What side effects are associated with this type of intervention?

Common treatments for Transthyretin Amyloidosis (ATTR) include Patisiran and Tafamidis. Patisiran, an RNA interference therapeutic, has been associated with side effects such as peripheral edema and infusion-related reactions. Tafamidis, a transthyretin stabilizer, has shown side effects including urinary tract infections, vaginal infections, and diarrhea. Both treatments have been generally well-tolerated, but patients should be monitored for these potential adverse effects.

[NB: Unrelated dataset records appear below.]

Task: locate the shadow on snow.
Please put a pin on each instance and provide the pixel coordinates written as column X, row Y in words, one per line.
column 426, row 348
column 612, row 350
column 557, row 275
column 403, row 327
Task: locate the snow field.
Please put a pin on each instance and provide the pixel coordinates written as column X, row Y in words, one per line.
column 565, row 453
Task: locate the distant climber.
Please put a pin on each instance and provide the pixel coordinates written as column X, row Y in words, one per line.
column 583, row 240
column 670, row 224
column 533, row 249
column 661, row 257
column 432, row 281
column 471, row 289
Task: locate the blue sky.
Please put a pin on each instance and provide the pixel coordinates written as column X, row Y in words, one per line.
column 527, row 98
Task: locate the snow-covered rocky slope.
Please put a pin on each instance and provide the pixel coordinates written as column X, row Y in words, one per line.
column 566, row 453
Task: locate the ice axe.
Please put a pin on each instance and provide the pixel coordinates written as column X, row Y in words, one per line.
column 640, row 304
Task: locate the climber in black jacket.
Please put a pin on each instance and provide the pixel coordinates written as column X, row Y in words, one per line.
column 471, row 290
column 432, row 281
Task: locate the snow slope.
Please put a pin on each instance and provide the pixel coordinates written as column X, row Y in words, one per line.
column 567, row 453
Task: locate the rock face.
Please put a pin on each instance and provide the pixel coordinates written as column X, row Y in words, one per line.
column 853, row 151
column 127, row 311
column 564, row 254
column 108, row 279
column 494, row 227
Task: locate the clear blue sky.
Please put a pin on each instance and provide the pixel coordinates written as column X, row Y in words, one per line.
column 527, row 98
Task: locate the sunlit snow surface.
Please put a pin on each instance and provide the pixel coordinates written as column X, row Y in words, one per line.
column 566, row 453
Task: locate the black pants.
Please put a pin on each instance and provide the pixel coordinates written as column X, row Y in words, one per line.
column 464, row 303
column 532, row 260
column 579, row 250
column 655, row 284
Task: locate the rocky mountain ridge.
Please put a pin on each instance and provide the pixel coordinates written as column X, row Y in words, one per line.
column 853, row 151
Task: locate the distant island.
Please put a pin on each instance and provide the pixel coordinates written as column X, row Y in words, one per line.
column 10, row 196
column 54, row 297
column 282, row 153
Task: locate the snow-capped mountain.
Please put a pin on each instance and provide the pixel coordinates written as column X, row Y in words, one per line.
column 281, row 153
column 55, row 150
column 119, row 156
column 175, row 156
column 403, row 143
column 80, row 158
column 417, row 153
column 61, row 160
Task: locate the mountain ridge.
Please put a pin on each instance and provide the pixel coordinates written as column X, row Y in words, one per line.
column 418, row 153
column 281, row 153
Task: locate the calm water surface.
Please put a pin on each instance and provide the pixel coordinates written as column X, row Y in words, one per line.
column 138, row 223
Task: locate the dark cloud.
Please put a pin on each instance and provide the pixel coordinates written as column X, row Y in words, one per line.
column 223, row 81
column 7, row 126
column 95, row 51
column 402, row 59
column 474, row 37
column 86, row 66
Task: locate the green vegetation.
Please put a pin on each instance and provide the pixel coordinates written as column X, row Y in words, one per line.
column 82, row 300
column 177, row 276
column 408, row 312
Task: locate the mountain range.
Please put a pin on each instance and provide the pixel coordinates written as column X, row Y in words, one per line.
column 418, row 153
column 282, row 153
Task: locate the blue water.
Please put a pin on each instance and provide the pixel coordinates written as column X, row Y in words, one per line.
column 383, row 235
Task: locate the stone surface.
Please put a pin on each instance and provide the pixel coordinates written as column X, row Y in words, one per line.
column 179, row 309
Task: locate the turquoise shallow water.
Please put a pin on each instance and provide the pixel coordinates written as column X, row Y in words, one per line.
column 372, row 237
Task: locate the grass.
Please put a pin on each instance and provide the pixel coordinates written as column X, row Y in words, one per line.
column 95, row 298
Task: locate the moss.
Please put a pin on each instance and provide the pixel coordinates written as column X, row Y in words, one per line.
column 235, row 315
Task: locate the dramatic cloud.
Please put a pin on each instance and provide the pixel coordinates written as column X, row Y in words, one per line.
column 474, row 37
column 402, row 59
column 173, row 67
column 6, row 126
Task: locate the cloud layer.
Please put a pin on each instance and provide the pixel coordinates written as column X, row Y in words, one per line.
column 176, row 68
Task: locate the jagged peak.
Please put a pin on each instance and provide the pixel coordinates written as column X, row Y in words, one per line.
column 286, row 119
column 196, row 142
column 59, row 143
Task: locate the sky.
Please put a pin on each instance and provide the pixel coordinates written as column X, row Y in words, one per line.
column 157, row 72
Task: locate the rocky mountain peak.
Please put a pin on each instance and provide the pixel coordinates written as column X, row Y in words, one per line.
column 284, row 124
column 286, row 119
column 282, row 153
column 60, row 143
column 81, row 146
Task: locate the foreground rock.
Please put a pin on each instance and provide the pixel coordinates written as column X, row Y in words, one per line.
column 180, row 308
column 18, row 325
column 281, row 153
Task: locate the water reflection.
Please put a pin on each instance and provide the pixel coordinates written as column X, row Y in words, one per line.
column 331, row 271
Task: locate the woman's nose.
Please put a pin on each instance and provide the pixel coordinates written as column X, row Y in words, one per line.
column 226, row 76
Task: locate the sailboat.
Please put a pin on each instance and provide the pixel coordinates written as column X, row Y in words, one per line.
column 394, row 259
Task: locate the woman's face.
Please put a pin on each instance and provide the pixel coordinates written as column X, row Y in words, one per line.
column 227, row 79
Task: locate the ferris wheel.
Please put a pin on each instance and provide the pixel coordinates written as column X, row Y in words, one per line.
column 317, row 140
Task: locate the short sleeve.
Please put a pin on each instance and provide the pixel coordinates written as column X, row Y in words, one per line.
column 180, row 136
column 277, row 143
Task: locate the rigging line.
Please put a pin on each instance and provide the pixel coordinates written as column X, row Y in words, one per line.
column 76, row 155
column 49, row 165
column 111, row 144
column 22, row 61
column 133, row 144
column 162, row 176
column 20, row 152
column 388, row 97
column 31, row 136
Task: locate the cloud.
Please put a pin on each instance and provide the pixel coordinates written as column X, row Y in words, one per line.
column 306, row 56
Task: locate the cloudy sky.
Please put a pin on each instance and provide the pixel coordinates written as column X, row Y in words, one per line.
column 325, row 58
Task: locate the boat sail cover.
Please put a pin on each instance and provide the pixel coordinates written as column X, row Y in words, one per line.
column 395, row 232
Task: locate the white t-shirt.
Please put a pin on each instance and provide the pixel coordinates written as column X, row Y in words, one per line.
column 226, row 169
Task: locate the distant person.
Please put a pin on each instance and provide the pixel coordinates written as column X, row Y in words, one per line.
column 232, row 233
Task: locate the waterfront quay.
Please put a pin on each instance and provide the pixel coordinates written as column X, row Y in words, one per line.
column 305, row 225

What prior FDA approvals exist?

Patisiran is an RNA interference therapeutic that targets and degrades transthyretin (TTR) mRNA, reducing the production of the TTR protein. The FDA has approved patisiran (Onpattro) for the treatment of hereditary transthyretin-mediated amyloidosis with polyneuropathy. Another similar FDA-approved drug is inotersen (Tegsedi), an antisense oligonucleotide that also reduces TTR protein levels by inhibiting TTR mRNA. These treatments aim to mitigate the effects of TTR amyloidosis by decreasing the accumulation of amyloid deposits.

What other types of research exist?

Promising alternatives to Patisiran for Transthyretin Amyloidosis patients may include other RNA interference therapies, antisense oligonucleotides like Inotersen, and small molecules such as Tafamidis, which stabilizes the TTR protein. These treatments offer different mechanisms to reduce or stabilize TTR protein levels, potentially providing effective options for patients.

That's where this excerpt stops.